PERMA and Reducing Your “Miserable” Index

It is Saturday. I am back from site. I just had Nutra Grain with a banana in it (cut into slices) for breakfast. Basically I know that Nutra Grain is not a good breakfast so I add in the banana to try and improve the ‘goodness’ of it. Then I sat down in front of the TV. I am the only person up even though it is almost midday. I clicked around trying to find something to watch on TV but at midday on a Saturday there is basically nothing worth watching on all eleven free-to-air channels.

I don’t have Foxtel, or ‘cable’ (for my American readers). I was tossing up between Green Acres, made in 1965 starring Eddie Albert and Eva Gabor, and ABC 24. In the end—as much as I do enjoy Green Acres with its pig with an IQ of 140—I went for ABC 24, the continuous ‘free’ news and events channel, and, as it happened, I was just in time to catch the start of a BigIdeas talk on PERMA.

Now, like most of you (probably), I had never heard of PERMA and I seriously was not expecting to get much out of this talk. Certainly nothing that I was going to find interesting or exciting. But right from the opening couple of minutes by the speaker I was engaged.

He told us that Freud, the Austrian neurologist who invented psychoanalysis back in the mid 1800s, said that the best any person could ever hope for out of life was ‘not to be miserable and suffering most of the time’. This engaged me because on a miserable scale of 1 to 10 I would rate my situation somewhere above 7. I found it very interesting that the father of modern phycology had determined some time ago that we are all doomed to be miserable and suffering most of the time.

The next couple of points he stated were also interesting.

He stated that economists are saying that our children cannot hope to be as wealthy as we are or were. That due to the reality of the global economic dynamics forecast for the next 50 years our kids cannot hope to enjoy the relative abundance of wealth that we in the Western World have had over the last 50 years (with the odd depression thrown in here and there). But basically, in the next 50 years the average relative wealth per person will drop due to the falling value of money, increasing taxes (in the fight against global warming and to keep paying for everything that governments provide including the escalating cost of ‘security’, wars, and health services), the increasing cost of energy (due to crude running out and the cost of alternatives being so much more expensive), and the ever increasing cost of food as it gets harder to provide enough food.

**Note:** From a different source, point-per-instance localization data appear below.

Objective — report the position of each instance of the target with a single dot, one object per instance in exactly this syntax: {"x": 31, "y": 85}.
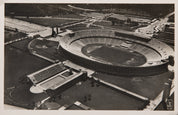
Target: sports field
{"x": 116, "y": 55}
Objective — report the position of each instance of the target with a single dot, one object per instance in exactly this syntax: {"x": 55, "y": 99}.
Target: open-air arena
{"x": 81, "y": 57}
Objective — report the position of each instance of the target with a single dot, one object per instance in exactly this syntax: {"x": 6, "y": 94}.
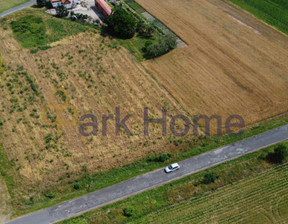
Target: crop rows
{"x": 248, "y": 200}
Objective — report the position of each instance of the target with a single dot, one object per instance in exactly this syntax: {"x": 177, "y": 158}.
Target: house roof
{"x": 104, "y": 6}
{"x": 63, "y": 1}
{"x": 66, "y": 2}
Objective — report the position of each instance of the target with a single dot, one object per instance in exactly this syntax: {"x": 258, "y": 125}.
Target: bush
{"x": 279, "y": 155}
{"x": 159, "y": 158}
{"x": 145, "y": 30}
{"x": 61, "y": 11}
{"x": 162, "y": 46}
{"x": 128, "y": 211}
{"x": 34, "y": 51}
{"x": 77, "y": 186}
{"x": 45, "y": 47}
{"x": 41, "y": 3}
{"x": 49, "y": 195}
{"x": 210, "y": 178}
{"x": 121, "y": 24}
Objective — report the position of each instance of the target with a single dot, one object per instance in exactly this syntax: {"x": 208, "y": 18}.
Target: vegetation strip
{"x": 248, "y": 182}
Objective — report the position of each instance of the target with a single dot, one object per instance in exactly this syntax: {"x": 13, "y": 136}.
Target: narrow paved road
{"x": 17, "y": 8}
{"x": 153, "y": 179}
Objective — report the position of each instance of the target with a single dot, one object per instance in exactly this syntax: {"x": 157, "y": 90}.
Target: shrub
{"x": 45, "y": 47}
{"x": 159, "y": 158}
{"x": 162, "y": 46}
{"x": 49, "y": 194}
{"x": 41, "y": 3}
{"x": 145, "y": 30}
{"x": 128, "y": 211}
{"x": 279, "y": 155}
{"x": 34, "y": 51}
{"x": 210, "y": 178}
{"x": 121, "y": 24}
{"x": 77, "y": 186}
{"x": 61, "y": 11}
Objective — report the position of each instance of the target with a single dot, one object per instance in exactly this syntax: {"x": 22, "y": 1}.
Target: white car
{"x": 172, "y": 167}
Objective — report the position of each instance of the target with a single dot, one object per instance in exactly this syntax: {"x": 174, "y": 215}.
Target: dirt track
{"x": 234, "y": 63}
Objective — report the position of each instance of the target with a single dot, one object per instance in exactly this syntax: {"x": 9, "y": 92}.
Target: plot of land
{"x": 98, "y": 75}
{"x": 260, "y": 199}
{"x": 234, "y": 64}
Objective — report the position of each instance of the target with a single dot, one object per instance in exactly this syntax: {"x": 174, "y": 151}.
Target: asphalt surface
{"x": 17, "y": 8}
{"x": 153, "y": 179}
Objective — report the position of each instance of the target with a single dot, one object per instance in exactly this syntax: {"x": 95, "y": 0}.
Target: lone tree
{"x": 279, "y": 155}
{"x": 121, "y": 24}
{"x": 61, "y": 11}
{"x": 145, "y": 30}
{"x": 41, "y": 3}
{"x": 162, "y": 46}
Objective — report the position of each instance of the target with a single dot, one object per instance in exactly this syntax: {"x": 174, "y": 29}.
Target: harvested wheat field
{"x": 234, "y": 64}
{"x": 98, "y": 75}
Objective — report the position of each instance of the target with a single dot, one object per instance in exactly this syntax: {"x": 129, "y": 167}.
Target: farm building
{"x": 67, "y": 3}
{"x": 103, "y": 7}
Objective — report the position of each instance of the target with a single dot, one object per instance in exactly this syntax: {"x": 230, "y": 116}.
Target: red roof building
{"x": 103, "y": 7}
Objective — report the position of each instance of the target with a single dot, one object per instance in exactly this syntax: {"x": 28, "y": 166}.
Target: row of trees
{"x": 124, "y": 25}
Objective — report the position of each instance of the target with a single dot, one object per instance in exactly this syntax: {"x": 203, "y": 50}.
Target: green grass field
{"x": 273, "y": 12}
{"x": 5, "y": 5}
{"x": 248, "y": 190}
{"x": 32, "y": 30}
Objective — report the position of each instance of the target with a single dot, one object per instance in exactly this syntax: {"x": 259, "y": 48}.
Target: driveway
{"x": 153, "y": 179}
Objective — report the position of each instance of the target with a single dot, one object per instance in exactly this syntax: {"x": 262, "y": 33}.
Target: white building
{"x": 67, "y": 3}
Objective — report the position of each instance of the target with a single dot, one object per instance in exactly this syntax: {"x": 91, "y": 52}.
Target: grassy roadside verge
{"x": 6, "y": 5}
{"x": 273, "y": 12}
{"x": 169, "y": 195}
{"x": 67, "y": 189}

I found this first point interesting and I have made a note in OneNote to research this further. But the next point was even more interesting.

He then told us that while relative wealth will fall it is likely our kids will have a less miserable life than we have had! I am thinking, based on all of the above, how could this possibly be?

Well with those opening comments I just had to watch the rest of his talk.

It turns out the speaker, Martin Seligman, is an expert, if not ‘the’ world’s expert, on Positive Psychology and a “theory of wellbeing” (as he puts it) that he calls PERMA.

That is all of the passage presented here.